Department of Thoracic Oncology and Respiratory Medicine, Tokyo Metropolitan Cancer and Infectious Diseases Center Komagome Hospital, 3-18-22 Honkomagome, Bunkyo, Tokyo, 113-8677, Japan.
Department of Thoracic Oncology, National Cancer Center Hospital, 5-1-1 Tsukiji, Chuo, Tokyo, 105-0045, Japan.
J Cancer Res Clin Oncol. 2019 Oct;145(10):2555-2564. doi: 10.1007/s00432-019-02985-1. Epub 2019 Jul 26.
Previously, the combination of epidermal growth factor receptor-tyrosine kinase inhibitors (EGFR-TKIs) and bevacizumab (BEV) was investigated. A subgroup analysis of the IMpower150 trial, which investigated the combination of atezolizumab, carboplatin, paclitaxel, and bevacizumab (ABCP), demonstrated the benefit of ABCP in patients harboring EGFR mutations. This study aims to assess the prognostic significance of the qualification for BEV use and the proportion of patients who potentially benefit from BEV-containing combination therapy before and after initial EGFR-TKI treatment.
We retrospectively analyzed the data of 297 patients with advanced or recurrent non-squamous non-small cell lung cancer (NSCLC) harboring EGFR mutations who had received EGFR-TKIs. We performed statistical analyses using the Kaplan-Meier method and the Cox regression adjusted for risk factors.

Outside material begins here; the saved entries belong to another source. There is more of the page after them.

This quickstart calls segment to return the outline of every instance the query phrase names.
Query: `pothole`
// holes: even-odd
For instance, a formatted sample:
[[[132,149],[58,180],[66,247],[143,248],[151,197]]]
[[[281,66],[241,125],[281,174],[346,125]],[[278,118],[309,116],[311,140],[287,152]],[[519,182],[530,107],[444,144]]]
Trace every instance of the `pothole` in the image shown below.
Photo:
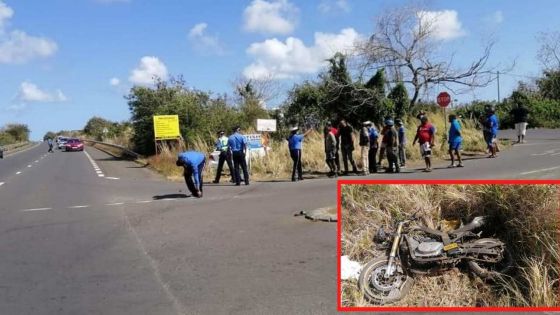
[[[336,207],[323,207],[314,210],[302,210],[296,213],[295,216],[304,216],[312,221],[336,222],[337,209]]]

Of the 297 patients, 203 (68%) were eligible to receive BEV ("BEV fit") at the time of EGFR-TKI initiation. Among the "BEV unfit" patients at baseline (n = 70), 14 (20%) became eligible to receive ABCP ("ABCP fit") at the time of EGFR-TKI failure. The median overall survival (OS) of the "BEV fit" and "BEV unfit" patients was 26.2 [95% confidence interval (CI) 23.7-31.2] and 19.1 (95% CI 15.0-25.1) months, respectively (P < 0.001). The multivariate analysis revealed a marked correlation between survival and the qualification for BEV use.
The qualification for BEV use at baseline is independently related to the OS. Some patients harboring EGFR mutations, including those who were "BEV unfit" at baseline, could be eligible for the ABCP regimen after EGFR-TKI treatment.
先前研究了表皮生长因子受体酪氨酸激酶抑制剂(EGFR-TKIs)与贝伐珠单抗(BEV)联合治疗。IMpower150 试验的一项亚组分析显示,在携带 EGFR 突变的患者中,阿特珠单抗联合卡铂、紫杉醇和 BEV(ABCP)的方案具有获益。本研究旨在评估 EGFR-TKI 治疗前和治疗后符合 BEV 使用条件的比例以及可能从 BEV 联合治疗中获益的患者比例的预后意义。
我们回顾性分析了 297 例接受 EGFR-TKI 治疗的携带 EGFR 突变的晚期或复发性非鳞状非小细胞肺癌(NSCLC)患者的数据。采用 Kaplan-Meier 法和 Cox 回归分析调整风险因素进行统计学分析。
在 297 例患者中,203 例(68%)在开始 EGFR-TKI 治疗时符合 BEV 使用条件(“BEV 适合”)。在基线时不符合 BEV 使用条件的 70 例患者中(n=70),有 14 例(20%)在 EGFR-TKI 失败时符合 ABCP 使用条件(“ABCP 适合”)。“BEV 适合”和“BEV 不适合”患者的中位总生存期(OS)分别为 26.2 [95%置信区间(CI):23.7-31.2]和 19.1 个月(95% CI:15.0-25.1)(P<0.001)。多变量分析显示,生存与 BEV 使用资格之间存在显著相关性。
基线时符合 BEV 使用条件与 OS 显著相关。一些携带 EGFR 突变的患者,包括基线时不符合 BEV 使用条件的患者,在 EGFR-TKI 治疗后可能有资格接受 ABCP 方案。